Personally, I thought that letting go of so many people was very risky. A lot of expertise and system knowledge was lost instantly, particularly in IT. In addition, there had been a few redundancies in the previous 6 months that forced the remaining people to do other people’s work. The question remains, is it possible for a company to be able to respond to the market with a skeleton crew that mainly maintains the existing systems.
Perhaps this is a feeling that everyone gets when they leave a job – “They won’t be able to last without me!”, but the truth of the matter is, they probably will.
As for me, I ploughed the unsympathetic fields of job advertisements. I wasn’t particularly encouraged. My main gripe was that some 8-10 months ago, even if I only had half the experience the companies were looking for, I would still be considered. Now, you basically have to have 125% of what the job requires in terms of experience which necessarily means that you need to lower your asking price. There really was/is a lot of very skilled and experienced people looking for work and you get the feeling that they have been waiting in line a lot more then you have.
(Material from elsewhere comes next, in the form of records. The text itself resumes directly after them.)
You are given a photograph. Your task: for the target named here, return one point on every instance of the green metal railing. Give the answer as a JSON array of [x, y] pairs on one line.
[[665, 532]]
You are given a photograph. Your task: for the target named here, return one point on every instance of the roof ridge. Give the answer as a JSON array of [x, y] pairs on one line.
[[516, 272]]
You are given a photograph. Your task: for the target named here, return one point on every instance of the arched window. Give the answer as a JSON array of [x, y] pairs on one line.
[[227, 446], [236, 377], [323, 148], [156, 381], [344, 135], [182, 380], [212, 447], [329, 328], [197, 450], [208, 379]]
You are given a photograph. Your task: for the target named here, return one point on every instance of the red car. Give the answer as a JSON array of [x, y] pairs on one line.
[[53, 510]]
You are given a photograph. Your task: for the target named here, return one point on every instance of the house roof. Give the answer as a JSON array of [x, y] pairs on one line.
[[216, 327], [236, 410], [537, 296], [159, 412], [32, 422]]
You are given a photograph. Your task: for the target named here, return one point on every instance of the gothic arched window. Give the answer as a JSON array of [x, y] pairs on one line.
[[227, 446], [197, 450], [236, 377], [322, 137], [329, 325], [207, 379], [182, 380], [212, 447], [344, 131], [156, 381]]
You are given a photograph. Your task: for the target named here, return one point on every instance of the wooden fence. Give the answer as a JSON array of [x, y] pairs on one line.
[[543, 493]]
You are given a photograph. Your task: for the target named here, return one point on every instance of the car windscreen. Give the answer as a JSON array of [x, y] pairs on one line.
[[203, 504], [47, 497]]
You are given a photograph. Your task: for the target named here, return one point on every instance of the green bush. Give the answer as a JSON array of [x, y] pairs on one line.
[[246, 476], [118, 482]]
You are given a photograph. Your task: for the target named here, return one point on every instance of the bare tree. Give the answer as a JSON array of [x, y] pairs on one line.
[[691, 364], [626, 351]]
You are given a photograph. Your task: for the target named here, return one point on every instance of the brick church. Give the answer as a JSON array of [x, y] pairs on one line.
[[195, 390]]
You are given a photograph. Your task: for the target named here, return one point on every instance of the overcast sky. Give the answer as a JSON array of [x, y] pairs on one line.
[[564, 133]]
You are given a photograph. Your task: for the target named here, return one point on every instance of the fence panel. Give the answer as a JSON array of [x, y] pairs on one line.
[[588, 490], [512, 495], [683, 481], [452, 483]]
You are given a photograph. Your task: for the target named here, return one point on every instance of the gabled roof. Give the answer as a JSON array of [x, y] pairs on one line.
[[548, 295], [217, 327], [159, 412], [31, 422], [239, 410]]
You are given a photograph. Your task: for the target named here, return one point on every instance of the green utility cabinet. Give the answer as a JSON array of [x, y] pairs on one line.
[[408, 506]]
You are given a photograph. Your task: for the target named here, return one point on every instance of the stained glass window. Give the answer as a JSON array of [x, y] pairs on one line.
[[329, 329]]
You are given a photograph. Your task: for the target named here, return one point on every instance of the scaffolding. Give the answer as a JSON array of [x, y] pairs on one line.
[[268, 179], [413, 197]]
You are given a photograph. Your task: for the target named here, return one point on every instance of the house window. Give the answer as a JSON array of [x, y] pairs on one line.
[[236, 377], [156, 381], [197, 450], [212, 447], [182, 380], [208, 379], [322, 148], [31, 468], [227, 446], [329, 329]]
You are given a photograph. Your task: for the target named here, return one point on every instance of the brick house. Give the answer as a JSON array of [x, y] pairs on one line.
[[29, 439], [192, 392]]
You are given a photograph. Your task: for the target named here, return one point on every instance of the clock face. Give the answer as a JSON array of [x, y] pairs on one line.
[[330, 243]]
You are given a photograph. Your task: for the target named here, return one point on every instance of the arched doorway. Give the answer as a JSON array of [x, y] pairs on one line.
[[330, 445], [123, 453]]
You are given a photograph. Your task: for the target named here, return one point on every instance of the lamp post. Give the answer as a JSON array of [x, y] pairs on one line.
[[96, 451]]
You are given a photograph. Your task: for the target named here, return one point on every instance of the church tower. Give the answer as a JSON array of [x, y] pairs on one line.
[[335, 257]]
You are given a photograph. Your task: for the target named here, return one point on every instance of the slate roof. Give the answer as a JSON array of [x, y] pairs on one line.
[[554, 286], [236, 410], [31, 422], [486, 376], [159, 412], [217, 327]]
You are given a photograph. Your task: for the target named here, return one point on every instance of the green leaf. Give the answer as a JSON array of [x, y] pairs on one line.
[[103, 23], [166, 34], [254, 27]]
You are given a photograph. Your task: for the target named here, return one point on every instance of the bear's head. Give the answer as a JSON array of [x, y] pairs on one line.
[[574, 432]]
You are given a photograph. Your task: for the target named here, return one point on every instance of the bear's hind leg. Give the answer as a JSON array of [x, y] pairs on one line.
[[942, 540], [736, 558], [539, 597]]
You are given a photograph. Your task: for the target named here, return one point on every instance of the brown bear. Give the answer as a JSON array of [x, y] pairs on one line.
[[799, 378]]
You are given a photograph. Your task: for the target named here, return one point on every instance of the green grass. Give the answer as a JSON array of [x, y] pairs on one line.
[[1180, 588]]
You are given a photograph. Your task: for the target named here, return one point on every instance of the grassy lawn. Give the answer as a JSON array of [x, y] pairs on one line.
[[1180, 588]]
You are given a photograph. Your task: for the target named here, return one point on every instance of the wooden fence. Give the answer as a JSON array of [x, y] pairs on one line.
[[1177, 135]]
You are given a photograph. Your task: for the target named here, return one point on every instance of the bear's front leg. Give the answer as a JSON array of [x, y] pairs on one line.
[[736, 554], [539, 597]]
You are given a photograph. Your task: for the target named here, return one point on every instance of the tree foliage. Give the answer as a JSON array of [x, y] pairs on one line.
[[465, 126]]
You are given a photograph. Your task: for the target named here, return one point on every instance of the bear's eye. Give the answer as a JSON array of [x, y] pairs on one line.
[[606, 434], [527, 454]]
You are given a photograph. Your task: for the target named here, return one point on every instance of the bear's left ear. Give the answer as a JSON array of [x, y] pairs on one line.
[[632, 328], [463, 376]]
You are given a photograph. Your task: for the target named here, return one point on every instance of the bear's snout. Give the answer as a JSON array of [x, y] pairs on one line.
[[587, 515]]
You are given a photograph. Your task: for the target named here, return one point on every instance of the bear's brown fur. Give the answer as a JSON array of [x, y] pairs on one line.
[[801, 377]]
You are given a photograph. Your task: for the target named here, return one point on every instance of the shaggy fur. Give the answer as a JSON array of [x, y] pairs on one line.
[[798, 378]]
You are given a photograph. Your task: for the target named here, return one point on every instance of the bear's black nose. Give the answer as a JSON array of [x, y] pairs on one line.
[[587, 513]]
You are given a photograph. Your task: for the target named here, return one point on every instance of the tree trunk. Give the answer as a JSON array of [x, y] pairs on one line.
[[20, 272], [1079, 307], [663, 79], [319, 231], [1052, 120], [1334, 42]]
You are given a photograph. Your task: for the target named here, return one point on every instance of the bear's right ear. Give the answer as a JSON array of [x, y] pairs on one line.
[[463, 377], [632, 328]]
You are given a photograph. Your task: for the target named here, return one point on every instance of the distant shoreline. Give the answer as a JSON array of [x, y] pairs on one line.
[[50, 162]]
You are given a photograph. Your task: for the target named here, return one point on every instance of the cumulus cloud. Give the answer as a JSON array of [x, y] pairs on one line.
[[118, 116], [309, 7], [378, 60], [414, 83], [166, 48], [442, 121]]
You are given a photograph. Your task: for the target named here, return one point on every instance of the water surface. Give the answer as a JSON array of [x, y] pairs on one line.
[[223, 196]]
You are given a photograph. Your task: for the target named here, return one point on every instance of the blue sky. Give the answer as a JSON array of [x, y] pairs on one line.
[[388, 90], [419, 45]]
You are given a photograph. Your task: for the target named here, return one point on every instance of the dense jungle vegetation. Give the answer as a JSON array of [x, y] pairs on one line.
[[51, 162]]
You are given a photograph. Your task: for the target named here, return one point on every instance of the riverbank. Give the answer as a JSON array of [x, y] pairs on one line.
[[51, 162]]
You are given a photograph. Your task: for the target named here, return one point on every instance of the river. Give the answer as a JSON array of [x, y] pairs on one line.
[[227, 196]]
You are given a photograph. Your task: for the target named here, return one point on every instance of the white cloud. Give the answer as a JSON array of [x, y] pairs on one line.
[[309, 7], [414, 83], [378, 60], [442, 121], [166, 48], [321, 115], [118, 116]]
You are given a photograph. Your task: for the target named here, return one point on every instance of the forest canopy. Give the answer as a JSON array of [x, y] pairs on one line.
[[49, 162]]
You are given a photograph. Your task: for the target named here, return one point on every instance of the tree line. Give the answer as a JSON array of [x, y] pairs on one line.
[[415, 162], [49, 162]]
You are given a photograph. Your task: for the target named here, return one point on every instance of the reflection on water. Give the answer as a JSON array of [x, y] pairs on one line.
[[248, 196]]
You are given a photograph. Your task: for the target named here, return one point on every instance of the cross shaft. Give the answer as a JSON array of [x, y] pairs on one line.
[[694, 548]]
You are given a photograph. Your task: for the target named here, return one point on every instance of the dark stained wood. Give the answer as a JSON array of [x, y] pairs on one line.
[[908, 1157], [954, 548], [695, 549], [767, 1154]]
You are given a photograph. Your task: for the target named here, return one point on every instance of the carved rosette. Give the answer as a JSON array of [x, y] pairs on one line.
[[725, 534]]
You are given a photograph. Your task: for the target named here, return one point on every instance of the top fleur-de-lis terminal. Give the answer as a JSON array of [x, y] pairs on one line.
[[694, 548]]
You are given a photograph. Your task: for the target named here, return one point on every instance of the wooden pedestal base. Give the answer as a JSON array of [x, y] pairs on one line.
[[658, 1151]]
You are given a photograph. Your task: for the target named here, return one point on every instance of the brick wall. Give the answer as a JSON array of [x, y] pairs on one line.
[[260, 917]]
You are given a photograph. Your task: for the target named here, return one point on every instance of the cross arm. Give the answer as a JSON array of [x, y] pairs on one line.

There is a happy ending to my story. I did manage to find a job and I now work for a search engine marketing agency. This would mean that I would get to work with a lot of data on a day-to-day basis and be able to learn more about statistical analysis and data mining.
What I took away from this experience, is to be careful of small and “exciting” companies, because they are the first ones to get rid of people when things turn bad.
The other thing is if you are spending a lot of time at home, then spend it with your wife.